У меня всё ещё перехватывает дыхание от его рентгеновского взгляда. Он пронизывает как осколок стекла. Когда он так резко серьезнеет, мне становится ясно: дело к поцелуям.
— Я не верю, что ты заставила меня прогулять уроки, — задумчиво говорит, всё так же пристально глядя на меня. И я, не понимая, насколько серьёзна степень его досады, заранее сжимаюсь и строю невинные глазки. Мне всегда хотелось быть такой маленькой и глупой рядом с ним, надеясь, что он хоть немного сжалится и тут же растает.
Я не знаю, что изменилось. Насколько он смягчился. Но в такие моменты — когда я кривлялась и жеманничала — он больше не вёл себя как раньше. Он больше не был хмурым каменным Ильичом. Он издавал мягкий грудной смешок, и я видела, видела. Видела это в том, как он косил улыбку набок, отводя от меня взгляд.
Понимаю, Александр Ильич, я тоже была сама не своя. Мир менялся в такие моменты. Всё переворачивалось вверх дном. И как бы ты ни скрывал, какую бы броню ты ни надевал на себя, она разлеталась вдребезги.

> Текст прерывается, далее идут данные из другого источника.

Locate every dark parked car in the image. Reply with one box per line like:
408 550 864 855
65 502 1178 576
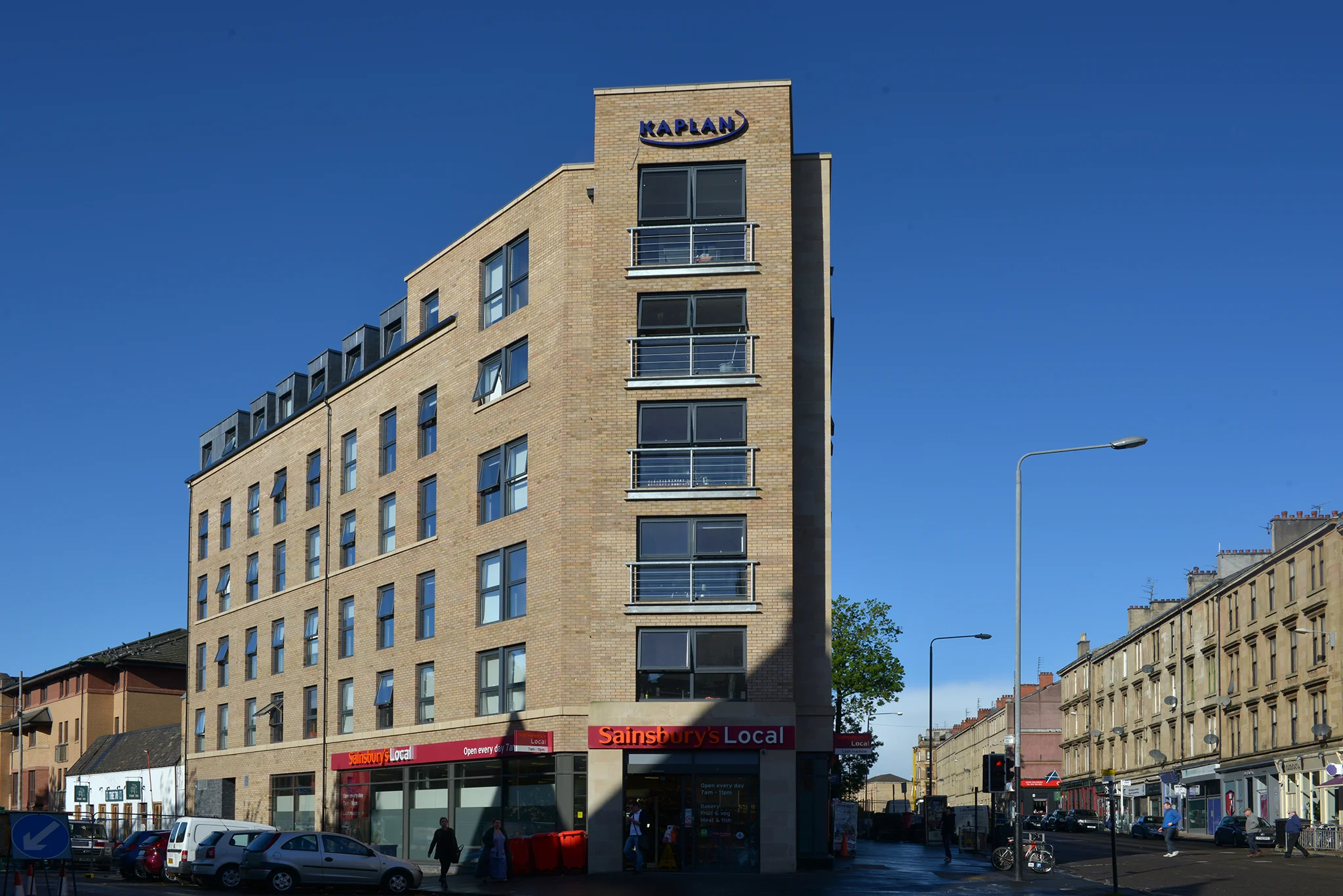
111 830 168 880
1058 809 1106 833
136 832 168 880
1213 815 1277 849
1128 815 1179 840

— А ты в курсе, что тут нужно загадывать желание? Если потрёшь нос Володе, оно исполнится.
Помимо потёртого носа, на памятнике было ещё множество надписей маркером. «Чтобы М. меня полюбил, чтобы К. меня полюбил, чтобы-чтобы-чтобы».
— Да? — задумчиво спросил он, проводя пальцем по одной-единственной надписи, которая была не нарисована маркером, а выбита острым предметом, оставляя белые следы сколов. «Чтобы мама бросила пить».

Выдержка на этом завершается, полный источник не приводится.